Without student newspapers, student activities, and accomplishments would go largely unrecognized. And yet, those very same publications won’t be able to operate for much longer without support from the communities they work so diligently to serve.
Earlier this month, several Ontario university newspapers, including The Journal, held a meeting to discuss strategies to mitigate this year’s potential funding losses for campus publications as a result of the provincial Student Choice Initiative.
As a result, this fall, Ontario post-secondary students will be able to opt out of the once-mandatory fees funding campus services, including The Journal.
The Student Choice Initiative is purportedly the Ontario government’s attempt to compensate for this year’s OSAP cuts—but saving a few hundred dollars at the expense of university clubs and initiatives hardly offsets thousands of dollars lost in grants and loans.
With the exception of some low-income students who benefit from the ability to opt out of “non-essential” school fees, many parents and students see the Student Choice Initiative as an easy way to save a few extra dollars. 
What they fail to recognize, however, is the harm the loss of their contributions will cause to the campus life they know. 
Campus newspapers provide an essential service to Ontario campuses: they alert university community members to news impacting them. They hold administrations and student politicians accountable for actions otherwise unscrutinized. They also serve as de facto journalism schools for students keen to pursue careers in the field.
Earlier this summer, The Journal reported that the University administration called the Student Choice Initiative “a significant risk” to the student experience at Queen’s.
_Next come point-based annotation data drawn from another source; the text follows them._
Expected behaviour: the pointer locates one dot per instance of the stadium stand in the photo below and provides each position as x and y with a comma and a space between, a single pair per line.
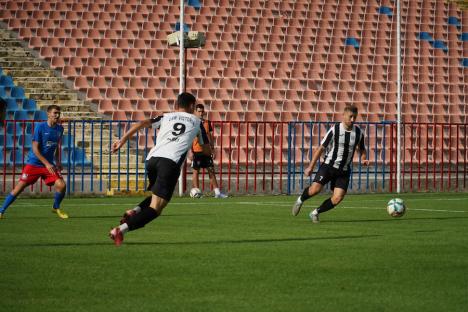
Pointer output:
346, 50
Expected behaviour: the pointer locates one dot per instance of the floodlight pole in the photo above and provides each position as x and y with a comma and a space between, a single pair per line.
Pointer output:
181, 76
398, 178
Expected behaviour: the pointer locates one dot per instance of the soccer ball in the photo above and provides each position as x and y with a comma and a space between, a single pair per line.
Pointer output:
195, 193
396, 207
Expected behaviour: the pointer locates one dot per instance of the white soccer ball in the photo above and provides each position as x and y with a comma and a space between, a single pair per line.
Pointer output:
195, 192
396, 207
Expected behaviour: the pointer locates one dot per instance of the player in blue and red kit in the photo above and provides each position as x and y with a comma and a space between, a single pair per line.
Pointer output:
40, 164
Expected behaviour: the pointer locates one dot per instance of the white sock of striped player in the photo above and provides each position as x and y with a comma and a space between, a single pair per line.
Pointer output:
123, 228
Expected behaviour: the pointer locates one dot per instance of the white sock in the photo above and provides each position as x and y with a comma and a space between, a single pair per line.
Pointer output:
123, 228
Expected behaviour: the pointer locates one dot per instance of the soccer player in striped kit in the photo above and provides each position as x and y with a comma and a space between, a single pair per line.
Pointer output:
339, 143
177, 130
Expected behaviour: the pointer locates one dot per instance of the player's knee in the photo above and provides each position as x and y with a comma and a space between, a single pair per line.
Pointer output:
60, 185
336, 199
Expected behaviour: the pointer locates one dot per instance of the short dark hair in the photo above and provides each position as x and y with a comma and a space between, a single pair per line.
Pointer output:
184, 100
53, 106
351, 108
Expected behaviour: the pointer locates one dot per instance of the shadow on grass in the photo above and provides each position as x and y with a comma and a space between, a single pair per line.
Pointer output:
116, 217
215, 242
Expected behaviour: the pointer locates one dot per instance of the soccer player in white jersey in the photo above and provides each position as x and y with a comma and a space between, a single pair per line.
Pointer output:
340, 142
176, 133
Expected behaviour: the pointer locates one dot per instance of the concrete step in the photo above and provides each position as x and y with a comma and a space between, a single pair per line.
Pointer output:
30, 63
35, 84
51, 96
16, 52
37, 73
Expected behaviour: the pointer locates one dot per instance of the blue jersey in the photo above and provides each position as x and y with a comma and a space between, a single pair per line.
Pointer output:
48, 139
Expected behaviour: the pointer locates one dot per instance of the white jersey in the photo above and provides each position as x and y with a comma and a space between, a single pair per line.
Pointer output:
176, 134
343, 145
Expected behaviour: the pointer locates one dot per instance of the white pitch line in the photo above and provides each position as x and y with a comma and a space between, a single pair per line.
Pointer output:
258, 204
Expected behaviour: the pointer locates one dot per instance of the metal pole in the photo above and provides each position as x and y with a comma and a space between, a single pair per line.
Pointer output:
181, 76
398, 178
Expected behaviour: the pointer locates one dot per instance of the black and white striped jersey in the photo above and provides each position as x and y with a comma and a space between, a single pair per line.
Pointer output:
340, 145
175, 136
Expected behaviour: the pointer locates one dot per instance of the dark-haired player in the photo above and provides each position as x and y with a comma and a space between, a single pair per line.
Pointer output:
175, 136
340, 143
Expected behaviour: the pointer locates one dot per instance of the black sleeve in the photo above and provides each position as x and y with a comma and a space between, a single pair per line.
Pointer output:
362, 146
156, 121
328, 137
202, 136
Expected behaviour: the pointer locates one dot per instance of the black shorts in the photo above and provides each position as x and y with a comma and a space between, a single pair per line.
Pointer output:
337, 178
201, 161
163, 174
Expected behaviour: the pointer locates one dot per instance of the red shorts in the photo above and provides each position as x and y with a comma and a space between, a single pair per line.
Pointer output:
31, 173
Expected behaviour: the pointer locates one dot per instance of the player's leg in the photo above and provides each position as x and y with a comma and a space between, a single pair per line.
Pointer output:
144, 204
18, 189
60, 189
339, 185
195, 174
165, 175
321, 178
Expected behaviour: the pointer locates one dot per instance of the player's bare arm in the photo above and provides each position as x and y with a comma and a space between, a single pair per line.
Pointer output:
364, 160
315, 157
206, 149
48, 165
136, 127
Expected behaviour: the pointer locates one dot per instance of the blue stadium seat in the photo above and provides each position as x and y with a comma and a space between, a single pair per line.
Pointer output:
27, 139
453, 20
423, 35
385, 10
17, 92
4, 158
29, 128
6, 81
9, 141
40, 115
352, 42
79, 157
3, 92
195, 3
439, 44
21, 115
177, 27
29, 105
11, 104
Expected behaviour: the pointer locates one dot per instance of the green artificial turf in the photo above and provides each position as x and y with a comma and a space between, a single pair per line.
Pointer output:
240, 254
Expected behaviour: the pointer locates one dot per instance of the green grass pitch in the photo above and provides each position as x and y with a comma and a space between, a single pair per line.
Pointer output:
241, 254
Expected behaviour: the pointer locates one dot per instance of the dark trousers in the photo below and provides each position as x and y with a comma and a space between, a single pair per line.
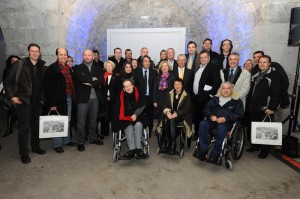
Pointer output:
257, 117
85, 110
170, 132
205, 127
198, 115
28, 121
149, 113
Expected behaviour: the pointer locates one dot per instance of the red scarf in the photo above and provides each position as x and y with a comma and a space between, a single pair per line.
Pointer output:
106, 74
121, 115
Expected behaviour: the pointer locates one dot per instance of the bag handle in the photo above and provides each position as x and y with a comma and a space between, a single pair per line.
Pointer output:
267, 116
53, 110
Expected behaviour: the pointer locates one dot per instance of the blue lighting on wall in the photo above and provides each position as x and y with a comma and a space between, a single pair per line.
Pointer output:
78, 30
236, 25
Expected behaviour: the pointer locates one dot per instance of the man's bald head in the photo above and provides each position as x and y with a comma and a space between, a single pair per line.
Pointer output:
88, 56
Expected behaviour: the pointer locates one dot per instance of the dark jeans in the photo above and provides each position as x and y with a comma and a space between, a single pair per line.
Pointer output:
89, 109
170, 131
149, 113
28, 120
205, 127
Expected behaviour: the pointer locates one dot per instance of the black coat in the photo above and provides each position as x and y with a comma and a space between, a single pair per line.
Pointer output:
55, 89
220, 61
209, 77
119, 65
152, 65
196, 61
187, 78
265, 94
232, 110
24, 88
284, 82
152, 74
82, 75
134, 108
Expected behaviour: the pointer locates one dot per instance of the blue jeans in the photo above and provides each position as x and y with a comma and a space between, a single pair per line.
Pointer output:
83, 109
57, 142
205, 127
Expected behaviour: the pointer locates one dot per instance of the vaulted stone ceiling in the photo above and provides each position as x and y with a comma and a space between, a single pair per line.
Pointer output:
80, 24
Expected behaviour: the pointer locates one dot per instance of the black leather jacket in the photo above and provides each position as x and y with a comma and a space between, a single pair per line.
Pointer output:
24, 87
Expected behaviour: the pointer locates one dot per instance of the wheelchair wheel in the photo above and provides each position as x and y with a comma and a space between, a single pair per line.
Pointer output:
158, 150
115, 139
181, 152
238, 143
116, 155
228, 164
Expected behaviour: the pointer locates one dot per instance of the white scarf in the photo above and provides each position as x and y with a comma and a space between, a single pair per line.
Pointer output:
224, 100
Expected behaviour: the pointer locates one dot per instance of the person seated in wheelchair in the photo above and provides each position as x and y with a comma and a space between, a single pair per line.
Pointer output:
221, 112
128, 109
177, 109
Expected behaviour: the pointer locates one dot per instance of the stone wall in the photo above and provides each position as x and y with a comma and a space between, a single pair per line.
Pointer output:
79, 24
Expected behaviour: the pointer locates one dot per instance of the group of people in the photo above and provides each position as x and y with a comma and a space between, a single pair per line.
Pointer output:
207, 89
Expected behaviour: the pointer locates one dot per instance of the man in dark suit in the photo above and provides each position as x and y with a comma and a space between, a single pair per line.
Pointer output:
96, 58
146, 76
118, 60
225, 50
183, 73
144, 52
88, 78
171, 56
192, 56
206, 83
214, 56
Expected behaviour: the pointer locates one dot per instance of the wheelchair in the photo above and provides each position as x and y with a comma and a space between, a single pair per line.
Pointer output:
232, 146
119, 137
181, 142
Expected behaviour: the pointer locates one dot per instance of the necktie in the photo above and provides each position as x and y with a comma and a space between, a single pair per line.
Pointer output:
145, 79
181, 73
190, 63
225, 62
231, 76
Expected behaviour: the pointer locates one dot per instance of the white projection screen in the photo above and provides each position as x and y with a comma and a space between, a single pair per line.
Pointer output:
155, 39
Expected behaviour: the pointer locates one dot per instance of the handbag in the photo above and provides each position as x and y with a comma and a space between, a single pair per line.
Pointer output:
291, 146
266, 133
51, 126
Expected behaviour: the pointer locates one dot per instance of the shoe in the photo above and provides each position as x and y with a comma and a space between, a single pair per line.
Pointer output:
140, 154
252, 149
194, 138
129, 154
196, 154
59, 149
71, 144
7, 133
39, 151
101, 137
212, 160
98, 142
263, 154
80, 147
25, 159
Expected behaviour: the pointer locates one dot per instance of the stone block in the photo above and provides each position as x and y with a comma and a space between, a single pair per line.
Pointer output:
16, 36
47, 35
51, 19
27, 20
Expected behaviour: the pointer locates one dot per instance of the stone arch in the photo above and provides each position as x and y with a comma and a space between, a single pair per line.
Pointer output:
202, 19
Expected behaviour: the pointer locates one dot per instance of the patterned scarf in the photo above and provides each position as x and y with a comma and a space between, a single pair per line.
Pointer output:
122, 106
106, 74
163, 84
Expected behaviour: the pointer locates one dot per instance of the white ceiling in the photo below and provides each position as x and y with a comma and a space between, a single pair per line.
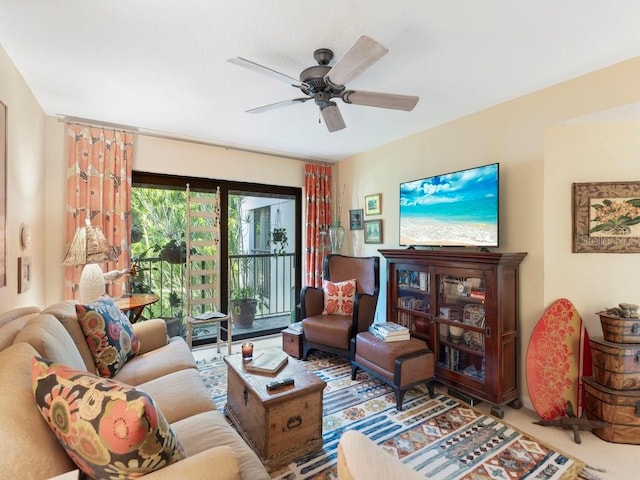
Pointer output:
161, 65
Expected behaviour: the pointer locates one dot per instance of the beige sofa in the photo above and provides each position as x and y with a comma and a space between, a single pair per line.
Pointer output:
359, 458
165, 369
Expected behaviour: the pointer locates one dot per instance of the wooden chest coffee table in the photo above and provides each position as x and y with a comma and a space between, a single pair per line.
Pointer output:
280, 425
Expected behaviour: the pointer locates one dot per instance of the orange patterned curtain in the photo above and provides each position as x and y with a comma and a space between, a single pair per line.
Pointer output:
99, 188
318, 205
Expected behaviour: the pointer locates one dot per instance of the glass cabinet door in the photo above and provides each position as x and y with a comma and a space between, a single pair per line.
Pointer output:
460, 326
413, 298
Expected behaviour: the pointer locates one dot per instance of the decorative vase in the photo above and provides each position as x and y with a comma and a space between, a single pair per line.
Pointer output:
336, 237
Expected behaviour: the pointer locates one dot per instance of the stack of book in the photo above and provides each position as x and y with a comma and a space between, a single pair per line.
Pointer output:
390, 332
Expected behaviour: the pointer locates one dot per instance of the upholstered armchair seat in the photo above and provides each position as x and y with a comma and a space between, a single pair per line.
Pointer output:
334, 332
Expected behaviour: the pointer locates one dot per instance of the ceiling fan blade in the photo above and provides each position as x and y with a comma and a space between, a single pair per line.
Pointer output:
364, 53
382, 100
256, 67
332, 117
274, 106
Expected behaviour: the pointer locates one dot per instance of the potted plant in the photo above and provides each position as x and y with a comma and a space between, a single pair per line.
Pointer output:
174, 252
279, 240
243, 307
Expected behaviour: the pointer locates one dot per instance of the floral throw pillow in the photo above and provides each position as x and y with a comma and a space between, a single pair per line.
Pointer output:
109, 335
338, 297
109, 429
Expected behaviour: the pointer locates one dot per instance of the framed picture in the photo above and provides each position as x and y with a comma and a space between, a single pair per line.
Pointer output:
373, 204
355, 220
24, 274
373, 231
606, 217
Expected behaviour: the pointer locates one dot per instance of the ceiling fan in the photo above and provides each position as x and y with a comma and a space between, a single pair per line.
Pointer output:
322, 83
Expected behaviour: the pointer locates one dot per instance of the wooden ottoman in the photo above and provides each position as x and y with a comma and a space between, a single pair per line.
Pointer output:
402, 365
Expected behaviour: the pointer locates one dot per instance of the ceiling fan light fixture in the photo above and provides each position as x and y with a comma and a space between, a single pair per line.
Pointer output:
332, 117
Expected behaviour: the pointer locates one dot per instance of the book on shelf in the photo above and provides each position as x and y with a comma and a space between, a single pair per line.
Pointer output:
268, 361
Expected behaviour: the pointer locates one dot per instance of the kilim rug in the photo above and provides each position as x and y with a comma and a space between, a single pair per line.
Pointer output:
438, 437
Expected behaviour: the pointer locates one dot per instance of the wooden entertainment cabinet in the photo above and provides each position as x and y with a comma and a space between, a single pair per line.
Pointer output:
464, 304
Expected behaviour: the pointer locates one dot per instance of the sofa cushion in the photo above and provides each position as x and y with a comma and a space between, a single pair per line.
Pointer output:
29, 448
51, 340
173, 357
168, 391
338, 297
65, 312
109, 335
11, 323
206, 430
108, 428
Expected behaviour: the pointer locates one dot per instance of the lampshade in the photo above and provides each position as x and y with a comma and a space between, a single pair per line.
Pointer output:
90, 247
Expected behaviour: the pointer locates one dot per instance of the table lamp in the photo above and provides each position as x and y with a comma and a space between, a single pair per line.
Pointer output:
89, 247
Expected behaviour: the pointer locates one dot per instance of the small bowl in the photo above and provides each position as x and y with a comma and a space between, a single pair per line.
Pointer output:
456, 332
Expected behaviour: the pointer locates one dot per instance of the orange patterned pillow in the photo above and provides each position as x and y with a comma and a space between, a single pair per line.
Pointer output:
109, 429
338, 297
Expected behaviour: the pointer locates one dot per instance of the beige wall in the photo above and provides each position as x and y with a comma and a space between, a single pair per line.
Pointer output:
25, 192
596, 152
535, 190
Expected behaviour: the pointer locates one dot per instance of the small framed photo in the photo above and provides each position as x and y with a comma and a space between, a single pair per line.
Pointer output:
373, 204
24, 274
373, 231
355, 220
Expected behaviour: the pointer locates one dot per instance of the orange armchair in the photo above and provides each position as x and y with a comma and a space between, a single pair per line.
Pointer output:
333, 332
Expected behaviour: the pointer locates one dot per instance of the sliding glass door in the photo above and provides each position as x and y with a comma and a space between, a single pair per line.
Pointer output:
260, 257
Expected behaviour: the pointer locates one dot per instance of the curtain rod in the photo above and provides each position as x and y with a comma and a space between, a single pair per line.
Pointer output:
165, 136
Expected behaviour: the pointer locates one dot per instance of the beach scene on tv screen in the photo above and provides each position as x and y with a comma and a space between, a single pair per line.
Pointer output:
455, 209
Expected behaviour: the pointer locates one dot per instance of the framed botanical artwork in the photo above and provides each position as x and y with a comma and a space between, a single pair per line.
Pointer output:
606, 217
355, 220
373, 231
373, 205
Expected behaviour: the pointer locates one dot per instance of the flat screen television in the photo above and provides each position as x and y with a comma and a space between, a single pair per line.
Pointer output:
454, 209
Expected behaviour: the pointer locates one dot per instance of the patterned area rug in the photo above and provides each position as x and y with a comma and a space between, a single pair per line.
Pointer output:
438, 437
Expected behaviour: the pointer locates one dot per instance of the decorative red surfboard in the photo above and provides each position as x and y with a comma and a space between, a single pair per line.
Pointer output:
559, 355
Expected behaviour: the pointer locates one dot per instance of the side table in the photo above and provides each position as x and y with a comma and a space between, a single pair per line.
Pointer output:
292, 341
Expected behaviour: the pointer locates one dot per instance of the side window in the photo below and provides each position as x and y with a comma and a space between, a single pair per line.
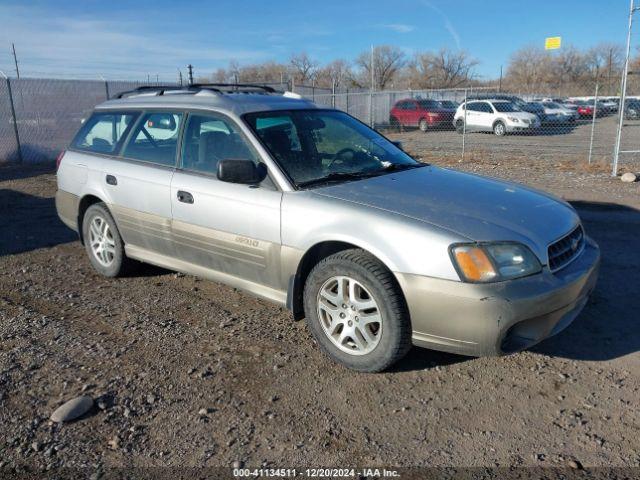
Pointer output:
102, 132
209, 139
155, 138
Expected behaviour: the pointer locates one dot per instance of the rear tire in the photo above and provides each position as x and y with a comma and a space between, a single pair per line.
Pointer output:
395, 124
103, 242
356, 312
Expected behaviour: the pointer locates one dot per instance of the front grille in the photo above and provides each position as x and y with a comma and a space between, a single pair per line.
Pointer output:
562, 252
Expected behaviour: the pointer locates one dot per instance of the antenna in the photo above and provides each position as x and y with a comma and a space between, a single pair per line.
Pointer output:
15, 59
190, 68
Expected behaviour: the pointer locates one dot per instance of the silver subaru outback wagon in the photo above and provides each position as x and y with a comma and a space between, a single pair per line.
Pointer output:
311, 209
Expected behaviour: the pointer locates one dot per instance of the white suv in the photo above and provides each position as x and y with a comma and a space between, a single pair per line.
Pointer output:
497, 116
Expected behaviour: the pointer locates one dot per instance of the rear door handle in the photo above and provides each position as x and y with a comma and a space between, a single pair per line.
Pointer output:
185, 197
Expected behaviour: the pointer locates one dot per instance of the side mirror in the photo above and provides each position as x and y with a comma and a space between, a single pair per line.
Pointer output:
241, 171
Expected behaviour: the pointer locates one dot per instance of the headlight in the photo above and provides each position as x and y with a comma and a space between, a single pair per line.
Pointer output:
493, 262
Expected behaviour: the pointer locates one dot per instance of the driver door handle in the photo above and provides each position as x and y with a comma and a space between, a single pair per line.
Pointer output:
185, 197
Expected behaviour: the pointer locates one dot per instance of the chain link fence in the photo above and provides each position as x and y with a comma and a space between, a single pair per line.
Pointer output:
38, 118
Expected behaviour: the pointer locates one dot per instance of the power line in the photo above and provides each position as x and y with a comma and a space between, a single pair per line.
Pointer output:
15, 59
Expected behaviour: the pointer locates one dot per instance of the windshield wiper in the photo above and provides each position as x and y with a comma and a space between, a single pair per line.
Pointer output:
341, 176
398, 167
337, 177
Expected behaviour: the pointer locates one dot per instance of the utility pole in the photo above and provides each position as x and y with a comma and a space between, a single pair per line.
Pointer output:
371, 117
190, 68
609, 72
623, 92
15, 59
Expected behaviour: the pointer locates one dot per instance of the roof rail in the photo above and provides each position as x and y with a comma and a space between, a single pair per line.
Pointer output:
197, 87
237, 87
157, 89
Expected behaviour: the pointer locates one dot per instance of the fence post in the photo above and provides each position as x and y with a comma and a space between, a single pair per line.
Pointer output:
15, 118
464, 126
333, 93
371, 108
593, 122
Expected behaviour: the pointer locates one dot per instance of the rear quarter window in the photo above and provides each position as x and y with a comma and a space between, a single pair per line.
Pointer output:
103, 132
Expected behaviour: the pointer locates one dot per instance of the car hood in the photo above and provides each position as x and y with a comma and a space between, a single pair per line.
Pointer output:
472, 206
522, 115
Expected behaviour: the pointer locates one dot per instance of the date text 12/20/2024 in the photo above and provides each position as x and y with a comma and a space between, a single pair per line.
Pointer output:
315, 473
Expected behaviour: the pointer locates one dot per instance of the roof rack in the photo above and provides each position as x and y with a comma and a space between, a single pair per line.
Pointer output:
237, 87
198, 87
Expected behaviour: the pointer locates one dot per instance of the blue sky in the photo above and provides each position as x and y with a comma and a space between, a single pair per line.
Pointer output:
117, 39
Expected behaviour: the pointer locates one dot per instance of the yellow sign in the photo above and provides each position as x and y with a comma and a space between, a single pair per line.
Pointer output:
552, 43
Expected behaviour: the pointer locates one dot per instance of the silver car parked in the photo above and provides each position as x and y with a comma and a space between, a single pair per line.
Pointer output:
311, 209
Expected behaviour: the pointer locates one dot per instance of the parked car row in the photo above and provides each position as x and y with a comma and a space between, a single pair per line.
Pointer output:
502, 113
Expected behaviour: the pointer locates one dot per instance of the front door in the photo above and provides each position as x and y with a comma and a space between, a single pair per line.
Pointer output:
139, 183
229, 228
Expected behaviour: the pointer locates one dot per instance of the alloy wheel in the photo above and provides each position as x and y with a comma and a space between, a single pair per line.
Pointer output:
349, 315
101, 240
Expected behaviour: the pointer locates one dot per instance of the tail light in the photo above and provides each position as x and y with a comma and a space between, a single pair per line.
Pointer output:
59, 159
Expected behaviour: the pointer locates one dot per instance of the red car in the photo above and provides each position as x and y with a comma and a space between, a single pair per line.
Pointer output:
422, 113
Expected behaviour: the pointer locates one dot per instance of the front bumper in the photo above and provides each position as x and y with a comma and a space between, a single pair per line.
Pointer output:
498, 318
522, 127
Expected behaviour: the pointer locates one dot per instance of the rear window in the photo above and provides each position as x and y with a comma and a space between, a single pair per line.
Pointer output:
155, 138
505, 107
102, 132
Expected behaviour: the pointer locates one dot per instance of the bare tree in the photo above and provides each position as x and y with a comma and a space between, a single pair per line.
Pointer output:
444, 69
335, 74
528, 69
387, 63
304, 68
605, 62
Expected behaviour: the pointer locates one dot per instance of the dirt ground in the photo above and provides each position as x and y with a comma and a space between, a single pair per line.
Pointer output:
187, 372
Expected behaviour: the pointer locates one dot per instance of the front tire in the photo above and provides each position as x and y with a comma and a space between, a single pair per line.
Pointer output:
499, 129
356, 311
103, 242
395, 124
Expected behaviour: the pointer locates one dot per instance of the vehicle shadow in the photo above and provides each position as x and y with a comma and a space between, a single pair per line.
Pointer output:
425, 359
28, 222
12, 171
608, 327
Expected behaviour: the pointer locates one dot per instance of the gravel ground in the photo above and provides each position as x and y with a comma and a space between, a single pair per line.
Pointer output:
190, 372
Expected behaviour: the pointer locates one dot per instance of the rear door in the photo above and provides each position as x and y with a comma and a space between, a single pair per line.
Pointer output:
139, 181
486, 116
473, 116
226, 227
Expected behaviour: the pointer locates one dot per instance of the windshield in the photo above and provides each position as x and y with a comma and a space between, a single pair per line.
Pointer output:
321, 146
447, 104
505, 107
428, 104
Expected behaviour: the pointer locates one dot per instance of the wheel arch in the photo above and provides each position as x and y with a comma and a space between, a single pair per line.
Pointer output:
85, 202
313, 255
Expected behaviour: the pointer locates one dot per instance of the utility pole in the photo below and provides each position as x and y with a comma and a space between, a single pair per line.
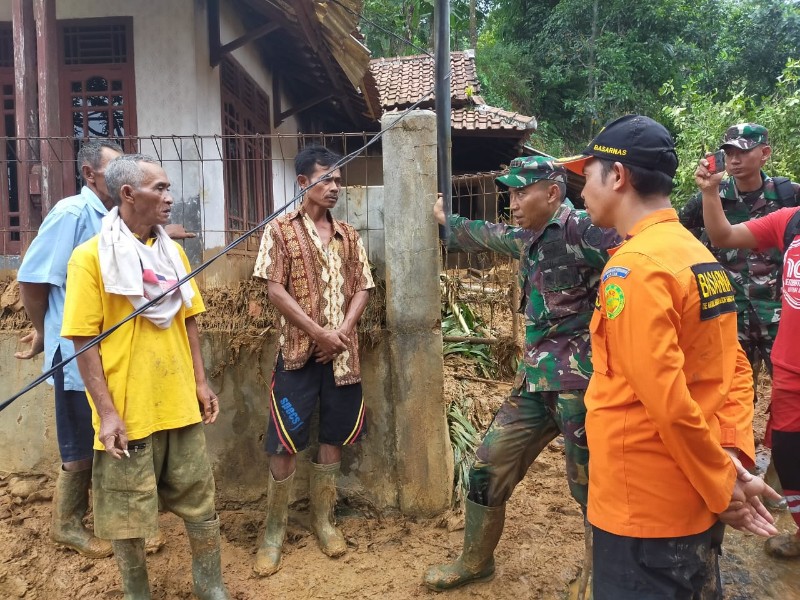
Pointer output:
443, 107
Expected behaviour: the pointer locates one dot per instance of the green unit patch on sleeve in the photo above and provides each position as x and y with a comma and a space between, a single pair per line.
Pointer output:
615, 300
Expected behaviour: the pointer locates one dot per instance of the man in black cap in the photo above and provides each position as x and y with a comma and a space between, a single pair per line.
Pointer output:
560, 257
669, 410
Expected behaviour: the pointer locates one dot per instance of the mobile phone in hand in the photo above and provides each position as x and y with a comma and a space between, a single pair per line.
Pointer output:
716, 162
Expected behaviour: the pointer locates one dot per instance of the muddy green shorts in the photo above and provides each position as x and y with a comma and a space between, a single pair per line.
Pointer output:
170, 465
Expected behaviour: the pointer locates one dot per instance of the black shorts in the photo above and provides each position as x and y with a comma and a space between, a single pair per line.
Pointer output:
681, 568
294, 397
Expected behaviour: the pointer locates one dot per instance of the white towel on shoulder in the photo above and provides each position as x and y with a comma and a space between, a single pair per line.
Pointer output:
140, 272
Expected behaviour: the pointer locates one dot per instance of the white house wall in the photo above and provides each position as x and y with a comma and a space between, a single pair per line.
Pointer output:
178, 93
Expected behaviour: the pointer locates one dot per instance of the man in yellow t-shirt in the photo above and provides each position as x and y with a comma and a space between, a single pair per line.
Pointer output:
146, 381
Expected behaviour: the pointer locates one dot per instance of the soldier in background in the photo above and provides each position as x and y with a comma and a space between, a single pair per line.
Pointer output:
561, 255
748, 194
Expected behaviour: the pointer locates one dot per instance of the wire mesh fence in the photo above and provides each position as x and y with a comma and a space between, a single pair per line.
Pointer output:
485, 282
222, 185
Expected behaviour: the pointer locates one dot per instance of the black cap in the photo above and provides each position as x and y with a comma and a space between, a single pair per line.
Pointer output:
633, 140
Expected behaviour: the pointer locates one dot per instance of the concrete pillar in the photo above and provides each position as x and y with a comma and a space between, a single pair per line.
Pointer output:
413, 314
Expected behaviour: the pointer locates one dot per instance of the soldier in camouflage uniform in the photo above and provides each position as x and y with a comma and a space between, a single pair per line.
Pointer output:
748, 194
561, 255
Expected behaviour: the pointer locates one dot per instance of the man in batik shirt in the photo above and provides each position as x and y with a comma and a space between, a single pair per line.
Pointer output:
561, 255
318, 278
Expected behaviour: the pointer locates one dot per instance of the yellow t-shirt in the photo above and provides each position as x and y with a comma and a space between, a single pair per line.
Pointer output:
149, 371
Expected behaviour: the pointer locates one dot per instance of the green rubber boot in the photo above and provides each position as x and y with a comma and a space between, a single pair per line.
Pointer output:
133, 568
70, 503
322, 494
482, 529
206, 560
268, 557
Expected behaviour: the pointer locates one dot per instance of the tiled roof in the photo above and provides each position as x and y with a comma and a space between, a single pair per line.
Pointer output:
405, 79
483, 116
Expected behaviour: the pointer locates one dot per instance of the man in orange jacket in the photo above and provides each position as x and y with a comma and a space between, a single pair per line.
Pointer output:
669, 407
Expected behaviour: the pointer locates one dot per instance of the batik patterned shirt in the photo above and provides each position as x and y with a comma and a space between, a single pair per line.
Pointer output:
322, 280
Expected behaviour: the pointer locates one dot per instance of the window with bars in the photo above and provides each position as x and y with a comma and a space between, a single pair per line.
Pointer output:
248, 173
97, 85
10, 233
This would have gone unknown and unreported if not for the efforts of student journalists.
However, though Queen’s staff and students alike benefit from publications like The Journal, our University has made limited efforts to support the paper’s ability to operate.
At Ryerson, the university has helped to protect campus paper The Eyeopener from some financial detriment by helping to declare over $10 of the newspaper’s student fee mandatory under the provincial government’s tuition fee framework.
At Queen’s, the University has made no similar attempts, despite The Journal’s role in contributing to the archives and administrative action alike. 
Even if you don’t directly engage with your campus newspaper regularly, it has an important role to play in both campus life and student culture. 
Here at The Journal, we’re looking forward to another year of providing the Queen’s community with quality and timely reporting.
We can only hope that, in return, students will continue to pay our annual $8.96 fee—less than the price of a latte and a bagel—so we have the necessary resources to do so.